Apenas hubimos tomado asiento en los amplios sillones de cuero que, dispuestos en torno a una mesita, ocupaban una de las esquinas del imponente salón que servía de despacho al juez, éste intervino ante nuestra indisimulada curiosidad:

- Lo que quiero enseñarles fue encontrado esta misma mañana en la casa de Mdme. Clotís, durante un registro rutinario que ordené en busca de información sobre posibles parientes de aquélla. Tiene que ver con este caso y también con los de Lafoux y Hervé.

Sin más explicaciones, Muller extrajo de su bolsillo una cuartilla cuidadosamente doblada que, tras desplegarla con desesperante parsimonia, comenzó a leer en tono solemne:

Escribo estas líneas desde la seguridad que me otorga el saber que tal vez constituyan mi postrera comunicación con el mundo de los vivos, acaso sea mejor así.

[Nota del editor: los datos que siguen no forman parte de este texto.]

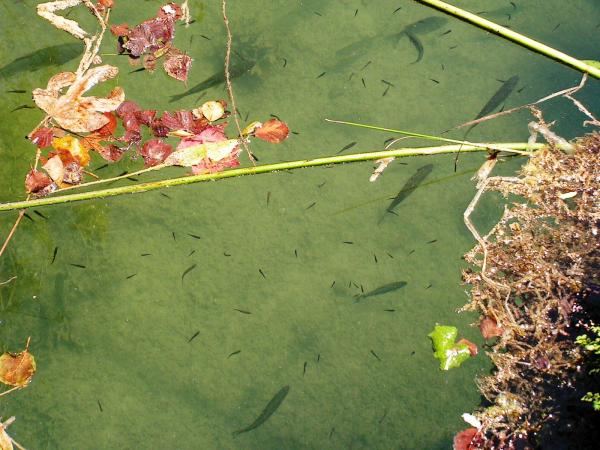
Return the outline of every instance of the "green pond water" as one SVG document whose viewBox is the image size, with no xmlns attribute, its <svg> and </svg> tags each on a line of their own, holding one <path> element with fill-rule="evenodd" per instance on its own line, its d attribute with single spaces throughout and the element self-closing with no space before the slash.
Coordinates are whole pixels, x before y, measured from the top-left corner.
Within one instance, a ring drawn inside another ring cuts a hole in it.
<svg viewBox="0 0 600 450">
<path fill-rule="evenodd" d="M 34 149 L 23 136 L 43 117 L 36 109 L 11 110 L 32 105 L 32 89 L 77 64 L 77 48 L 68 45 L 75 41 L 39 19 L 37 3 L 0 3 L 2 202 L 24 197 Z M 189 87 L 222 70 L 219 3 L 192 0 L 196 22 L 177 28 L 176 45 L 195 59 Z M 278 146 L 254 141 L 260 164 L 332 155 L 351 142 L 346 153 L 381 150 L 393 137 L 324 118 L 435 134 L 474 118 L 513 75 L 519 82 L 507 108 L 580 79 L 413 1 L 229 3 L 234 48 L 252 62 L 234 80 L 242 116 L 274 114 L 296 132 Z M 591 39 L 600 23 L 597 1 L 514 3 L 516 10 L 500 0 L 454 1 L 576 57 L 600 57 Z M 162 3 L 116 4 L 112 23 L 136 24 Z M 437 26 L 418 30 L 424 54 L 411 64 L 415 46 L 394 34 L 432 16 Z M 91 24 L 85 11 L 70 17 Z M 48 46 L 60 47 L 42 50 Z M 115 52 L 112 36 L 102 51 Z M 145 108 L 189 109 L 226 98 L 216 83 L 171 103 L 186 88 L 161 70 L 129 74 L 126 58 L 104 61 L 121 73 L 97 92 L 118 84 Z M 12 89 L 28 92 L 6 93 Z M 598 94 L 591 81 L 578 98 L 598 111 Z M 583 133 L 584 117 L 567 101 L 544 113 L 559 134 Z M 522 113 L 481 124 L 470 138 L 526 140 L 529 120 Z M 469 326 L 476 315 L 456 310 L 467 300 L 461 255 L 474 243 L 462 213 L 484 156 L 462 156 L 456 173 L 452 160 L 396 161 L 376 183 L 368 181 L 372 163 L 357 163 L 38 208 L 45 218 L 30 211 L 32 220 L 23 220 L 0 259 L 1 280 L 17 276 L 0 287 L 2 350 L 17 351 L 31 336 L 38 367 L 29 387 L 0 399 L 0 415 L 17 417 L 11 435 L 28 449 L 450 448 L 466 427 L 461 413 L 480 404 L 475 378 L 491 368 L 481 352 L 442 372 L 427 337 L 439 322 L 483 344 Z M 521 162 L 504 161 L 498 173 Z M 96 158 L 91 168 L 102 164 Z M 427 164 L 431 173 L 397 215 L 384 214 Z M 100 174 L 140 165 L 126 158 Z M 477 225 L 487 229 L 501 207 L 501 199 L 486 197 Z M 2 237 L 15 216 L 0 214 Z M 361 286 L 397 281 L 407 284 L 354 301 Z M 232 436 L 284 386 L 289 393 L 268 421 Z"/>
</svg>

Un sentimiento de cansancio y tristeza me invade. El miedo, el terror, quedaron atrás... justo cuando confirmé lo que presentía.

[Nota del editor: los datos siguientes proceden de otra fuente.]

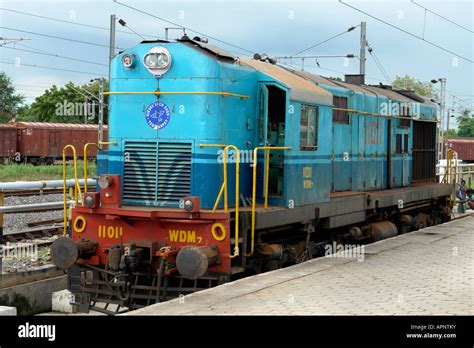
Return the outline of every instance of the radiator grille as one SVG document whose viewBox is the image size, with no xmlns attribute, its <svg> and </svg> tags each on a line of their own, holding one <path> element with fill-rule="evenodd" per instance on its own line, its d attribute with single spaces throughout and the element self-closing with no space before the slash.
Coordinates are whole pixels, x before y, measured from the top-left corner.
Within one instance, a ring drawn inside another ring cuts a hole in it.
<svg viewBox="0 0 474 348">
<path fill-rule="evenodd" d="M 125 143 L 123 199 L 154 204 L 156 201 L 157 144 Z"/>
<path fill-rule="evenodd" d="M 124 152 L 124 202 L 178 205 L 191 193 L 191 144 L 126 142 Z"/>
<path fill-rule="evenodd" d="M 160 143 L 158 168 L 160 204 L 177 204 L 191 193 L 191 144 Z"/>
</svg>

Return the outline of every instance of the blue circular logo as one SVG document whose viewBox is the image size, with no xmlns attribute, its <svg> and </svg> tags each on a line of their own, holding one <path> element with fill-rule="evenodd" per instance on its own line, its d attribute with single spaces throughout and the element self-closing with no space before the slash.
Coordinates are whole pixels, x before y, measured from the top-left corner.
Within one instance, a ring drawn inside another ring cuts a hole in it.
<svg viewBox="0 0 474 348">
<path fill-rule="evenodd" d="M 146 108 L 146 123 L 153 129 L 162 129 L 170 122 L 170 108 L 160 101 L 148 105 Z"/>
</svg>

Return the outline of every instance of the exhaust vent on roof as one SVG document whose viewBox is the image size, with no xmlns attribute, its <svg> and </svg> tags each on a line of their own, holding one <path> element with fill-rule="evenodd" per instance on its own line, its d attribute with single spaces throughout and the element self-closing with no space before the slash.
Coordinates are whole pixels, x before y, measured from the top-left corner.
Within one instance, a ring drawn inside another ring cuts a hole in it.
<svg viewBox="0 0 474 348">
<path fill-rule="evenodd" d="M 363 85 L 365 84 L 365 76 L 360 74 L 344 75 L 344 82 L 353 85 Z"/>
</svg>

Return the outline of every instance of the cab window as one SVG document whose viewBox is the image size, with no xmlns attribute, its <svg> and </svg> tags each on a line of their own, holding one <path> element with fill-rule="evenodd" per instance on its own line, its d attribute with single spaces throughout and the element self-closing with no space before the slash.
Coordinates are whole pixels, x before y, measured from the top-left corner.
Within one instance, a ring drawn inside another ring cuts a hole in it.
<svg viewBox="0 0 474 348">
<path fill-rule="evenodd" d="M 303 105 L 300 120 L 300 149 L 305 151 L 318 148 L 318 108 Z"/>
</svg>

Hoy volveré al lugar donde reposan -¿definitivamente?- los únicos hombres que han existido en mi vida. Creo será mi última andadura.

Jean ha vuelto para desquitarse y soy yo el exclusivo objeto de su venganza, ahora que se llevó a Eric. En realidad él no tuvo la culpa, fue el destino: hubo de retornar a puerto antes de lo previsto y nos sorprendió. La disputa y lo demás no importa, se trató de un accidente -rodó por la escalera, como concluyó la investigación- y Jean se encontró con la peor parte, igual pudo ocurrir con Eric.

A partir de ese momento mi querido Lafoux no consiguió hallar el sosiego, algo le empujaba a cumplir su promesa. Por ello, cuando apareció inerte sobre la tumba, no me hizo falta que nadie lo confirmara: era Jean, se valió del trato que acordaron como arma para su cruel venganza.

Ahora se cerrará el círculo, el pacto que debimos sellar en vida, y para el que no tuve valor, hemos de completarlo en el más allá. No me importa, seguro siempre será mejor alternativa a ésta que ahora sufro... ¡qué Dios me perdone! Olivia Lafoux.

Claude y yo intercambiamos una mirada de asombro, eso fue antes de que Muller sentenciara que entendía el mensaje como una confesión en regla que aclaraba de manera concluyente el fallecimiento de Hervé -aunque no el de Lafoux-. En cualquier caso la investigación continuaría.

Pasaron algunos meses, mentiría si dijera que había olvidado aquellos sucesos. Hasta que una mañana recibí un telegrama de Claude...

“Exhumado cadáver Hervé -stop- extraordinariamente conservado -stop- ausencia nuevos indicios -stop- sólo una evidencia -stop- entre sus manos sostenía viejo reloj de Lafoux -stop- inexplicable como pudo llegar hasta allí -stop- rostro dibujábase lo que pretendía ser macabra sonrisa.”





El odio es un borracho en el fondo de una taberna,
que constantemente renueva su sed en la bebida.”